In 1822 James married Deborah Lowe but, in 1827, the wives of both brothers died. James, a dedicated Quaker, had already addressed a crowd of 2,000 at York racecourse on ‘the iniquity of the frivolities in which they were engaged’. After the death of his wife, he decided to take his evangelising further afield, and set off in 1831 for a ten-year round-the-world journey to Australia, Van Diemen’s Land, Mauritius and South Africa. His brother Thomas remained in York to look after the nursery business.

In Australia, James visited penal settlements, interceding on behalf of badly treated prisoners and pleading for prisoners to find salvation in religion. He and his secretary George Washington Walker were also concerned by the policy towards Aborigines, ‘this injured race of our fellow men’.

James also found time to collect plants and seeds which he sent back to the York nursery and to the Royal Botanic Gardens at Kew.

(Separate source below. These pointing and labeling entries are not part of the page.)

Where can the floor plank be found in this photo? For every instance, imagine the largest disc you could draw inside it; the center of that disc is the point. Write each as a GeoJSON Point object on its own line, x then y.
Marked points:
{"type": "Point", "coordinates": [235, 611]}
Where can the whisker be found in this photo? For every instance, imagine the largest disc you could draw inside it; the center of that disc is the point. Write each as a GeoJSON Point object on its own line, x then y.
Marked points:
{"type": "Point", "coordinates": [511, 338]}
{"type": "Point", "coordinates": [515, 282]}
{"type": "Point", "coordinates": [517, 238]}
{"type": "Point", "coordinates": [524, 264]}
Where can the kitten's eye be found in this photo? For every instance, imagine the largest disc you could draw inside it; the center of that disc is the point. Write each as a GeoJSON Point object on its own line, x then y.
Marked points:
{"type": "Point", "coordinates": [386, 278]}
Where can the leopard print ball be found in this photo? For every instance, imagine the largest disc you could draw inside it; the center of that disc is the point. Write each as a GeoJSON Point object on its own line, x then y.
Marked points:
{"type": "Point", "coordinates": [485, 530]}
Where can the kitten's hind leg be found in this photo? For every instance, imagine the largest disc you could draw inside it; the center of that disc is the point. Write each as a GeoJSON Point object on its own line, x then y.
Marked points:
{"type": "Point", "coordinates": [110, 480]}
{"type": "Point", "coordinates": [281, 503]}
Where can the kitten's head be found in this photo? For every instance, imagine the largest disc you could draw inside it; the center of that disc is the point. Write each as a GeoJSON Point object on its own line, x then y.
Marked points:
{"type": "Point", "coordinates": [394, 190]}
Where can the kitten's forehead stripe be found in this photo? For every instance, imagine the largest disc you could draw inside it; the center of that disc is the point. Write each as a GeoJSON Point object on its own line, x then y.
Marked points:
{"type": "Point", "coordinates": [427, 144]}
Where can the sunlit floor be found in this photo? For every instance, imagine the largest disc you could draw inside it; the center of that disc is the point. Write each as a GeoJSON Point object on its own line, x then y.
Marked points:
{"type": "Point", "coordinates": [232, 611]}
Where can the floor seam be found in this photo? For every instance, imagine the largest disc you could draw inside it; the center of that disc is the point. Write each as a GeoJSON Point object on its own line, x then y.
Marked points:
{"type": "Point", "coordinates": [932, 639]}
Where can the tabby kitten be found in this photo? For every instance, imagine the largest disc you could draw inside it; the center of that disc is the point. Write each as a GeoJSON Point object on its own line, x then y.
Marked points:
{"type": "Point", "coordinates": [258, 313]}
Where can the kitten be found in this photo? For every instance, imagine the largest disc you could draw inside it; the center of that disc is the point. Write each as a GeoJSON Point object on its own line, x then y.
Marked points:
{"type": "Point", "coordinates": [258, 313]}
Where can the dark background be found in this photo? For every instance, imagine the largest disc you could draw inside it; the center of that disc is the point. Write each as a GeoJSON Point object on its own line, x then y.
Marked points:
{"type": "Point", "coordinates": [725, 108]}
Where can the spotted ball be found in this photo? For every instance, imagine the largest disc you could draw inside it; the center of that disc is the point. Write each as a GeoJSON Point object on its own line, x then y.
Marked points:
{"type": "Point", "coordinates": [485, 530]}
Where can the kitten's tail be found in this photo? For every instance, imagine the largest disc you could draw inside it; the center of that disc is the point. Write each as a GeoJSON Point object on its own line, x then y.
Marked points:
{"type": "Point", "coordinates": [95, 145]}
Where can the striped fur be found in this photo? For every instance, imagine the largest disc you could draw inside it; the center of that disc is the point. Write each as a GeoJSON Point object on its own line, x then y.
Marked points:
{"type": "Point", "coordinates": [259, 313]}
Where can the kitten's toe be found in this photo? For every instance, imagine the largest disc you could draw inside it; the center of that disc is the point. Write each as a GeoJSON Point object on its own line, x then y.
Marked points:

Two books published on his return to England, A Narrative Visit to the Australian Colonies (1843) and A Narrative Visit to the Mauritius and South Africa (1844), are detailed accounts of his travels.

In South Africa he again visited prisons, including the notorious Robben Island. Over a period of 19 months, travelling 6,000 miles on wagon and horseback, he learned languages including Afrikaans so he could speak to the local populations, attended Quaker meetings, and set up a multiracial school for the poor in Capetown with money sent by English Friends.

He returned to York to the nursery, which had flourished in Thomas’s hands. In James’s absence the business had moved from Toft Green to Fishergate. In 1853, by which time Thomas had died, it moved again to a 100-acre site at Holgate. The most striking feature was a rock (alpine) garden, 40 glasshouses, underground fernery and plants from all over the world.

Both his son and grandson, also called James, carried on the nursery. For almost 200 years members of the Backhouse family were actively involved in English horticulture. Their names live on in the botanical names of narcissi such as ‘Backhouse’s Giant’. The remains of their nursery, auctioned in 1955, later became West Bank Park.